An first computerized literature search of "family observed resuscitation" using CINAHL and PubMed resulted in numerous articles. Employing this search we were able to obtain numerous studies regarding benefits of family observed resuscitation. To broaden our research we also used the terms "cardiopulmonary resuscitation" and "family presence". The info we extracted from these queries included qualitative and quantitative research studies, books reviews, and a thought analysis review. The research led to numerous viewpoints of family witnessed resuscitation to include the perspectives of both family members as well as medical care professionals.

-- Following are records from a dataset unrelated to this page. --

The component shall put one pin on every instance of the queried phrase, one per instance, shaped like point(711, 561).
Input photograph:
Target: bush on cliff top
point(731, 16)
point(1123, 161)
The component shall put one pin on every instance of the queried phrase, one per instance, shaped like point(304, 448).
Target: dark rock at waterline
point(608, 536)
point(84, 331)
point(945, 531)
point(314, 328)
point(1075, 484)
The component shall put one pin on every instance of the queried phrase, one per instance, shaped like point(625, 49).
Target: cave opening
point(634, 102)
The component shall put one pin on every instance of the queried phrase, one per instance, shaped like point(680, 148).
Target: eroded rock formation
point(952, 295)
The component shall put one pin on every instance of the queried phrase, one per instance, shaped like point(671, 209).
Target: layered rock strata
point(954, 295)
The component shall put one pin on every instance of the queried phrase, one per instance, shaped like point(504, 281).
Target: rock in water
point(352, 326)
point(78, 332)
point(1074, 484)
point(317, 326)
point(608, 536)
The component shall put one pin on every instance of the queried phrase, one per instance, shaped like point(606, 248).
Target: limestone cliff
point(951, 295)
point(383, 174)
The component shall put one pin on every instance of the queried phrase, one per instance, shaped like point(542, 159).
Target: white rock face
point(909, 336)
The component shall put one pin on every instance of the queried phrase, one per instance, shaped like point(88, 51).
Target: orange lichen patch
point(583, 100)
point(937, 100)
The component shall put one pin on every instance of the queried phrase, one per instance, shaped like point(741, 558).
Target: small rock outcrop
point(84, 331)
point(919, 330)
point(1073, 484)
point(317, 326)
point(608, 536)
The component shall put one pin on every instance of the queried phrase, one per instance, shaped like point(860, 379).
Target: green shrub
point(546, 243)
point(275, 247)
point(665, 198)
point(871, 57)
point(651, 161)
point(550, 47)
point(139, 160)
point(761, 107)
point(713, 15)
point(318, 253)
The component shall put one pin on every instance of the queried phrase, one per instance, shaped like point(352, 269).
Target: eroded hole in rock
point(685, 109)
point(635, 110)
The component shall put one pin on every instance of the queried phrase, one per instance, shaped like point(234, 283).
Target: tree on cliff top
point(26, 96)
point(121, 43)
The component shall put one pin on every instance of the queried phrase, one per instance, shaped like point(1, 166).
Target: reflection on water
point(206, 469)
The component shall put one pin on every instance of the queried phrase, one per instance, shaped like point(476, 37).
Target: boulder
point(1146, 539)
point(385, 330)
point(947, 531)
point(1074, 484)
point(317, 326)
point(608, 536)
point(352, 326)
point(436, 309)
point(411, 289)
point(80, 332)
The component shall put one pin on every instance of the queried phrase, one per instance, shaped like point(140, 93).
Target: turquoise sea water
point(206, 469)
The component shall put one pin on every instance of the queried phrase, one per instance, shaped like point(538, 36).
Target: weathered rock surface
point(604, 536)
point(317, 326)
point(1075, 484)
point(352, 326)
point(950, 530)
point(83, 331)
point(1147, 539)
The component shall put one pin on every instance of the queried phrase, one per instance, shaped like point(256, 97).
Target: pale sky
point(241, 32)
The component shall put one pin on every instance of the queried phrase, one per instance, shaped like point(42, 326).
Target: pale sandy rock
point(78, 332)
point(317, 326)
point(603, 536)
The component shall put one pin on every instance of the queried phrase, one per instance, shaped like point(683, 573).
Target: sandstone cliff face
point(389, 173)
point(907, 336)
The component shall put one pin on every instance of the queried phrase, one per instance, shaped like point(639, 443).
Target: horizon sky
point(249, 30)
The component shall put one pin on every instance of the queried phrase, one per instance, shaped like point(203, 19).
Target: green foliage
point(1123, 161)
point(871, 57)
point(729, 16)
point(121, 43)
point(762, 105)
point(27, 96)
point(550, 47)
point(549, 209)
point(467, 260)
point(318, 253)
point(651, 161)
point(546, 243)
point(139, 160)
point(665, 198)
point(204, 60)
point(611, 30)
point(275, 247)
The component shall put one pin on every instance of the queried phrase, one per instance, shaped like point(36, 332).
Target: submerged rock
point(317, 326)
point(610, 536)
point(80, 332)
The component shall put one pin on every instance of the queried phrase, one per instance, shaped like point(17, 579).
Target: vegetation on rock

Barcode medication supervision, as proven by the study, shows great offer in the wonderful world of medication administration. It is a fresh and exciting advancement in technology that private hospitals should implement to be able to decrease undesirable drug occasions and poor outcomes associated with medication administration and the mistake that is associated with this. As technology advances, it is expected that more research will be completed in order to fully see the impact of the system.


It is probable that by implementing barcoded medication supervision into our practice, it'll decrease the range of adverse drug incidents that are seen in the hospital setting. It is evident by the study that is completed that barcode medication administration has true advantage in the safe administration of medications and helps to decrease the problems that may potentially be made additionally. Many systems are new still and it would hold benefit to continue to market research areas weeks and years after implementation. As with any system change, there will always be amount of resistance but what it comes down to is what's best for the patient and what escalates the overall good. In this example, barcoded medication administration is most definitely in the best interest of the patient which will be proven as research persists.